Chase v. United StatesAnnotate this Case
155 U.S. 489 (1894)
U.S. Supreme Court
Chase v. United States, 155 U.S. 489 (1894)
Chase v. United States
Argued November 19, 1894
Decided December 10, 1894
155 U.S. 489
Judgments in a district or circuit court of the United States in cases brought under the Act of March 3, 1887, c. 359, 24 Stat. 505, are not required to be brought here for revision by appeal only, but may be brought by writ of error; but they will be reexamined here only when the record contains a specific finding of facts with the conclusions of law thereon.
On the 1st day of May, 1870, the Postmaster General had no authority to contract in writing for the lease of accommodations for a local post office in a building for a term of twenty years.
This writ of error brought up a judgment of the Circuit Court of the United States for the District of Indiana, dismissing
a suit instituted against the United States by the personal representatives of Hiram W. Chase.
It appears from the statement of facts made by the court below that on the 17th day of July, 1866, John K. Snider leased for a term of ten years a certain lot with the building thereon in Lafayette, Indiana, to be occupied by the United States as a post office; that the building was so occupied until December, 1869, when it was destroyed by fire; that James Montgomery, previous to the fire, became the owner of the property, and entitled to the benefit of the lease; that on the 1st day of May, 1870, Montgomery made a lease, in form to the United States represented by the Postmaster General, for the term of twenty years and at an annual rental of $1,500, payable in equal quarterly instalments, of certain parts of a building which he covenanted to erect upon the same lot. He also covenanted to supply and keep in repair to the satisfaction of the Postmaster General all boxes and fixtures necessary for a post office in that building.

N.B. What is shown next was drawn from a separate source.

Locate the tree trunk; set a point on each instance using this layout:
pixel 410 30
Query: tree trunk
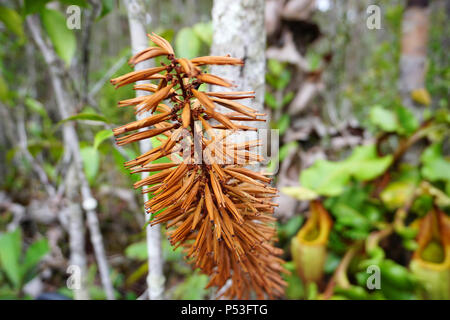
pixel 238 31
pixel 414 40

Montgomery erected the required building and the United States took possession of it. On the 15th day of April, 1870, he assigned his interest in the lease to one Tuttle, who, on the 10th of February, 1871, assigned to Chase, tho. testator of the plaintiff. Subsequently, May 10, 1886, the government, without complaining of any violation of the terms of the lease, vacated the premises and refused to pay rent thereafter.
During the occupancy of the premises Chase laid out and expended for furniture, fixtures, and required changes the sum of $2,000, and at the time the premises were vacated he was engaged in conformity with the request of the postal officers in making other repairs and additions.
The present action was brought on the lease to recover the amount due for the unexpired term.
The Circuit Court adjudged that the Postmaster General had no authority to execute the lease, and that the government was not liable to suit upon it. For that reason, the suit was dismissed. 44 F. 732.
That judgment being brought here by writ of error, a motion was made to dismiss the writ, on the ground that there
was no jurisdiction in this court by writ of error to review the judgment complained of. The hearing of this motion was postponed to the hearing on the merits.